These clusters and eco-industrial parks represent a geographic concentration of companies, suppliers and institutions that work together to share resources and information (Cortright, 2006).
A very important feature of clusters is that they depend greatly on INTER-firm networks, not only to share resources, but largely to benefit from co-location in a form of technology outspills and develop all kinds of innovations and new products.
These clusters are also important because of their attractiveness to foreign investment, which contributes to regional development (Cantwell & Mudambi, 2011; Cantwell & Janne, 2004; Cantwell & Piscitello, 2002).

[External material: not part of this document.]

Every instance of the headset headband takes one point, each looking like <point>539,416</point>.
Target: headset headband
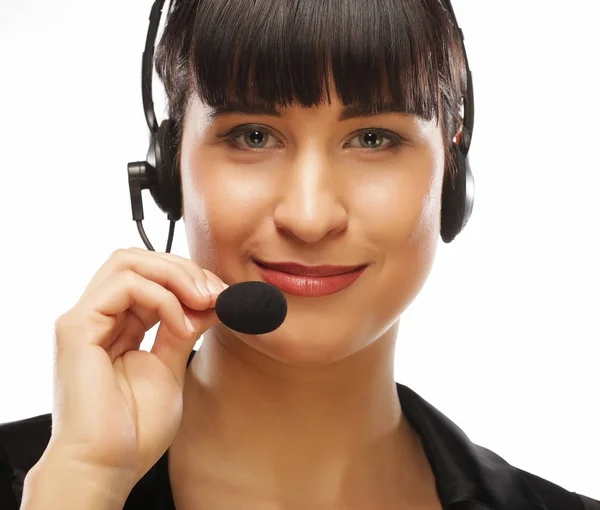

Although, for some time now, the concept of an industrial cluster has emerged as a central factor of innovation and regional competitiveness,
the mechanisms of these clusters,
the ingredients of their successes,
and their effects on the regional economy
... are still mysterious.
The presence in the same region of a cluster of companies active in the same sector of activity, whether upstream or downstream, contributes to:
a synergy that accelerates the growth of the sector and the territory of location,
a dynamics where innovation and the transmission of information are accelerated, which contributes to the improvement of products and methods,
positive effects on productivity and business creation (Alcácer & Chung, 2010).
The first study of industrial clusters was developed by Alfred Marshall (1890), who described these local concentrations as specialized activities as a "simple triad of external economies"
(1) availability of skilled labor,
(2) growth of support and auxiliary occupations, and
(3) specialization of different enterprises at different stages of production and different branches of production (Martin & Sunley, 2003).
At the end of the 1980s, the concept of regional grouping was re-examined by Porter, who defined the regional groupings as:
"geographical concentrations of interconnected companies, specialized suppliers, service providers, related industries, and associated institutions (eg universities, government institutions and professional associations) in specific areas that compete but also co-operate" (Porter, 1990, p.197).
At the same time, researchers in the field of Economic Geography and in International Business have also studied concentrations of firms and have developed a series of terms to characterize the spatial aspect and the nature of regional concentration, such as :
Porter (1990) developed a cluster typology based on the distinction between horizontal and vertical clusters.
Vertical poles are made up of industries / companies linked by buyer / seller relationships (these clusters represent supply chains).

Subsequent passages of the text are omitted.